The European Union has imposed a substantial €345 million fine on the popular video-sharing platform TikTok for its failure to adequately protect children’s data. The penalty comes following a notice from Ireland’s Data Protection Commission (DPC), an EU data privacy authority, which cited eight privacy and information processing violations and issued a three-month ultimatum for the company to rectify its practices.
One of the key issues identified by the DPC was that TikTok’s default profile settings for children were set to ‘public,’ exposing their content to anyone. Additionally, the ‘Family Pairing’ feature, designed to allow parents to connect with their child’s content and send direct messages, was also accessible to all users, posing significant risks to these accounts.
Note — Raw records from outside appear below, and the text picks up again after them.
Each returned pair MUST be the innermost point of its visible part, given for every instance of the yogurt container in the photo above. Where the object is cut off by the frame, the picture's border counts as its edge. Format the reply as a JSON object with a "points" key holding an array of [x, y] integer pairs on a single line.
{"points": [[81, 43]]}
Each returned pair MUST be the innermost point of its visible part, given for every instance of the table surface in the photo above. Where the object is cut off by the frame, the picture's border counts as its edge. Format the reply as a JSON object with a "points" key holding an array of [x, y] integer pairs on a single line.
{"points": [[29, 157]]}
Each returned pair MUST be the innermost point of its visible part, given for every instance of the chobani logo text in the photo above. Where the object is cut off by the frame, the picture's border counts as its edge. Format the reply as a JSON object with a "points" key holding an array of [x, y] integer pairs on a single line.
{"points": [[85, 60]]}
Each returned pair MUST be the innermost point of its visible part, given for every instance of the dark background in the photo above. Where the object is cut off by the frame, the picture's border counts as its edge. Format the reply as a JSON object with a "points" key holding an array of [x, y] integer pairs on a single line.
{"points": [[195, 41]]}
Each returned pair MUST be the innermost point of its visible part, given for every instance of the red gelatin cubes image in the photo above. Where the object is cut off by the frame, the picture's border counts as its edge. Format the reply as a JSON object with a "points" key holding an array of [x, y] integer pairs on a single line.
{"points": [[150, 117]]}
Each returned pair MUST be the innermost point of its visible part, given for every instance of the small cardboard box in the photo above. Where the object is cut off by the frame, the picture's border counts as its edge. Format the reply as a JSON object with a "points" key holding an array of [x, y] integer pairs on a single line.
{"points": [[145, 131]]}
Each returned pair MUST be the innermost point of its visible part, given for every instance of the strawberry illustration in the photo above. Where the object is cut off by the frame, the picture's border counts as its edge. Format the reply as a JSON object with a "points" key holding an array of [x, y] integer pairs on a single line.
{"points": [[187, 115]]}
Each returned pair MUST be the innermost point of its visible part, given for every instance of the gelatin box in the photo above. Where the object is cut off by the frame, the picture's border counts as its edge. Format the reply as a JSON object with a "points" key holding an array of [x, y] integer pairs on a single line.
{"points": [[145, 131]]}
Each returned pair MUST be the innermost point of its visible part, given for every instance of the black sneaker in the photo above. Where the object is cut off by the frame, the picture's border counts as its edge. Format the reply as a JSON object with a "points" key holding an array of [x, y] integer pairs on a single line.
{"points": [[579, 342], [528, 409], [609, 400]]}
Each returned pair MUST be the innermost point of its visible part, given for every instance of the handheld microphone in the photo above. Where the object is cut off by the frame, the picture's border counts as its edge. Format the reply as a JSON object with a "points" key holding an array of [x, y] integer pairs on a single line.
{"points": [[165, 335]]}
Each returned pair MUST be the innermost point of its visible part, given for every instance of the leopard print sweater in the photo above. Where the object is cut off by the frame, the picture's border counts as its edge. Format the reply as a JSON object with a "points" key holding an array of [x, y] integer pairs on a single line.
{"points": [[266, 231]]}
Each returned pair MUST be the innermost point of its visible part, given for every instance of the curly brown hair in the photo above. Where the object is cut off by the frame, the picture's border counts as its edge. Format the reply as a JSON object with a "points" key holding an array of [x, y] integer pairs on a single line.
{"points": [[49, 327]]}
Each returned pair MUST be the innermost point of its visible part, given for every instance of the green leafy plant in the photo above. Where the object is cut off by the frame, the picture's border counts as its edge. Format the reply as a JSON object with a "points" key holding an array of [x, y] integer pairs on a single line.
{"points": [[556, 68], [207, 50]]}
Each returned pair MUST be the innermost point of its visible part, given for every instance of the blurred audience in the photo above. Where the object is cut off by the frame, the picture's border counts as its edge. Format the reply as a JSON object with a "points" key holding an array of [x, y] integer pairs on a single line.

TikTok’s failure to adequately inform users under the age of 16 about the potentially invasive privacy options while posting videos constituted a clear violation of the European Data Protection Board (EDPB) regulations and a significant breach of the General Data Protection Regulation (GDPR).
In response to the imposed penalty, TikTok has initiated an appeal while taking steps to address the privacy concerns. They have now made the videos posted by users aged 12-15 private by default and enabled customization of viewership for users below the age of 16.
To ensure compliance with the newly enforced regulations, the company, owned by ByteDance and based in Singapore, has revamped its user account registration process for individuals above 17 years of age. They have also restricted parents from sending direct messages to accounts marked as ‘Private.’
Previously, TikTok primarily catered to users under the age of 40, but during the lockdown period, the platform experienced a remarkable 45% increase in registrations from users aged 40 and above.
In light of these developments, the mobile application-driven business platform is committed to resolving these privacy issues discreetly, recognizing the potential adverse effects on its revenue. TikTok is determined to address data privacy concerns amicably, separate from the ongoing business endeavors of Douyin and its affiliated infotech platform, Musical.